O günler geride kaldı. Ama demem o ki, bu tercihi de yapabilirsiniz ama bunu piyasa yapıcıları ile ve kamuoyu ile paylaşmanız gerekiyor. Ben bu tercihin doğru bir ekonomi yönetimi olduğunu düşünmüyorum. Ama yine de ekonominin bir de iletişimi vardır. Kamuoyunu, yaptığınızın doğru olduğuna inandırırsanız piyasalar yeni ekonomik tercihleri satın alırsa güçlü bir desteğe sahip olursunuz."
"Bugün yaşananları yok sayamayız. Onlara gözümüzü kapatamayız" diyen Selvi, eylül ayında doların 8.30 lira olduğunu, birkaç ay içinde 13 lirayı aştığını belirtti.
Selvi, devamında "AK Parti’nin rakibinin ne CHP ne de İYİ Parti olduğunu yazıyorum. AK Parti’nin rakibinin 'Ekonomi Partisi' olduğu gerçeğinin üzerinde duruyorum. 2023’e giderken, muhalefet değil ama ekonomideki bu çalkantı kaygılandırıyor" görüşünü dile getirdi.
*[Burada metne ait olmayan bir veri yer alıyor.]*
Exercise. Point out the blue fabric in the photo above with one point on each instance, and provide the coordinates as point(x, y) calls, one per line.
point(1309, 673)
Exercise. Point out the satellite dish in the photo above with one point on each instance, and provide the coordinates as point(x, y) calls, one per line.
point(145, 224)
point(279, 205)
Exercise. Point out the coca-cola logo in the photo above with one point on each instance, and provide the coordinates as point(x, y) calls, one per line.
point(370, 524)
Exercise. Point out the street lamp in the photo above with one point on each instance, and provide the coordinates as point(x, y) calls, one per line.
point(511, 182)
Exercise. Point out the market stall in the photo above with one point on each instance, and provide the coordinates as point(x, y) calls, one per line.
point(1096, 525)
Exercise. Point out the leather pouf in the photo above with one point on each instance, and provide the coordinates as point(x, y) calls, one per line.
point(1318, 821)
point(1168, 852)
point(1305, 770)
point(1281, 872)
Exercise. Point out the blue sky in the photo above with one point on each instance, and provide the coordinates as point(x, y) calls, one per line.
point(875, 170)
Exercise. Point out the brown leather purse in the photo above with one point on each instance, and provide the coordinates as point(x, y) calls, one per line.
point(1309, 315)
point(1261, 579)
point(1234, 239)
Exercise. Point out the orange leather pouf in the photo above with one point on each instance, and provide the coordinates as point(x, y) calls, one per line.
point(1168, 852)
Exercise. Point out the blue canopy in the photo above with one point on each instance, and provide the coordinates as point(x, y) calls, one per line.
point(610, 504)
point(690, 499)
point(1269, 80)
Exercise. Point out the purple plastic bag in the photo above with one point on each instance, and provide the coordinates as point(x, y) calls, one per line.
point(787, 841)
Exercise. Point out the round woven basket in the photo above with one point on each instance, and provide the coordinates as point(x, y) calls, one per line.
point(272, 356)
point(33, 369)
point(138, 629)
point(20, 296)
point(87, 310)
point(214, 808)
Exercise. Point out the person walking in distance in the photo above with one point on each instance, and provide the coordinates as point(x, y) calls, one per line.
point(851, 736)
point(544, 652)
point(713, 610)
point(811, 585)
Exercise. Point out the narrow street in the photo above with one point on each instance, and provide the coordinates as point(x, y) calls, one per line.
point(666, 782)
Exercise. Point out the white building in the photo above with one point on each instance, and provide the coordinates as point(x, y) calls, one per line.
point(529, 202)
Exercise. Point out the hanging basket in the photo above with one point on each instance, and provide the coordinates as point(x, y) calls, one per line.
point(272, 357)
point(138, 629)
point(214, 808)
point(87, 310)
Cumhurbaşkanı Recep Tayyip Erdoğan'la ilgiliyse şunları söyledi:
"Erdoğan bu ülke için çok büyük hizmetler yaptı. Erdoğan’ın bu ülke için yapacağı çok daha büyük hizmetler var. Onu dolar kuru üzerinden tasfiye etmek isteyenlerin kurduğu kumpasa geçit vermememiz gerekiyor. Çünkü, başka Erdoğan yok. Bunun anahtarı da yine Cumhurbaşkanı Erdoğan’ın liderliğinde yatıyor."